Türkiye Kupası'nda uzun bir maratonu geride bıraktık. 150
kulübün teri ve emeğiyle yürünen bu uzun yolda dün akşam
Diyarbakır'da Fenerbahçe ile Akhisar kupayı müzelerine götürebilmek
için sahaya çıktılar. Diyarbakır'daki yeni stadyumun şehire ve
bölgeye katacağı spor heyecanının ilk müjdecisi dün geceki
finaldi.. Türkiye, Euro 2024 adaylığı sürecinde Avrupa'nın en çok
yeni stadyum yapan ülkesi.. Sadece Diyarbakır değil, tüm bu
organizasyon için emek gösterenlere bir gazeteci ve aynı zamanda
sporsever olarak teşekkür ederim. Gelelim final maçına..
Benim favorim Fenerbahçe idi tartışmasız.. Futbol bütün hafta
yönetici ve teknik direktörlerin konuştuğu ama son sözün sahada
konuşulduğu bir oyun. İki kulvarda da Mayıs ayına kupa hedefiyle
giren Aykut Kocaman'a maç başlarken başarısız demek mümkün değildi.
Ligde harika bir seri varken, hem de..
Yarı finaldaki Beşiktaş rövanşından beri Kocaman her zamanki sakin
ve uzlaşmacı tavrından sanki uzaklaştı. Yaşadığı gerginliğin dün
sahaya çıkan takımın üzerinde bir baskı oluşturduğunu sanırım
hepimiz gözlemledik. İkinci yarıda oyuna girip katkı yaptığı her
maçın ardından Valbuena'yı yine yedek başlatmak bir futbol doğrusu
olmasa gerek. Bir kural da değil..
Bunun adı inat olsa gerek. Ligde Fenerbahçe'yi hem Kadıköy'de hem
de evinde mağlup eden Akhisar, 4 gün önce lider Galatasaray'a maçın
ikinci yarısında adeta kan kusturmuştu. Okan Buruk'un takımı dün de
yeteneklerinden çok daha fazla olan yüreklerini sahaya koydular.

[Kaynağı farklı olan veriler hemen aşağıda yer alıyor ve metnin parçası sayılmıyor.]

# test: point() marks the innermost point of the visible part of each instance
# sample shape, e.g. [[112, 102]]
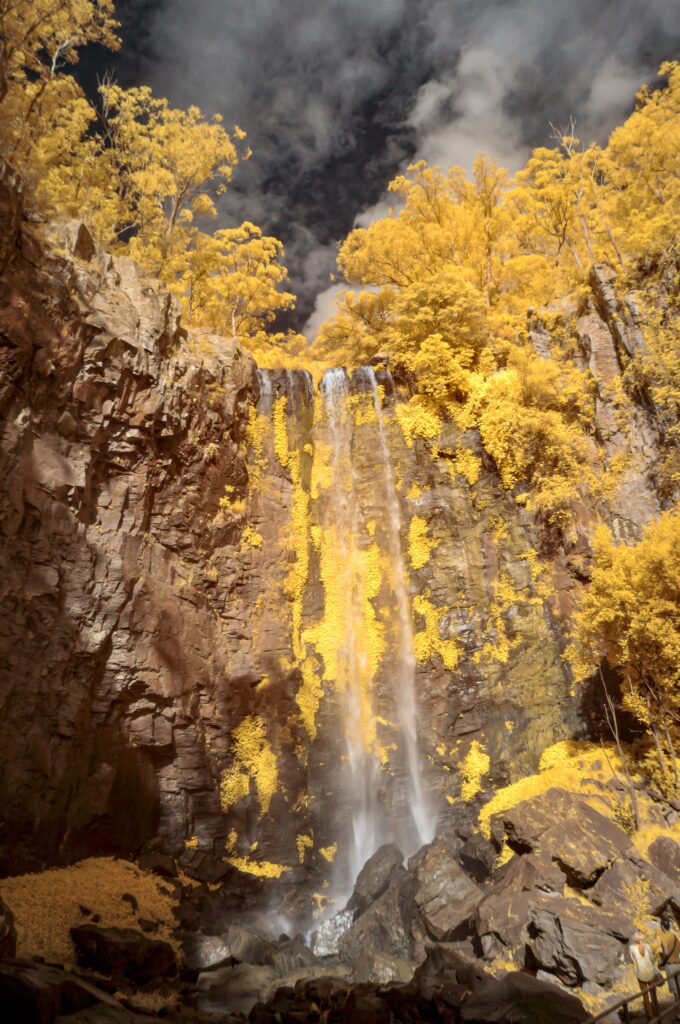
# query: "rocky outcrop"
[[123, 952], [7, 932], [167, 605]]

Akıl dolu 3 tane de gol attılar. Ligin en düşük bütçeli
takımlarından birinin Türkiye Kupası'nda mutlu sona ulaşması eminim
gelecek sezon birçok takımın umutsuzluğunu da yok edecektir.
İnanırsan, çalışırsan, hocanın verdiği taktiği uygularsan,
karşındaki takımın piyasa değerinin hiçbir önemi yoktur.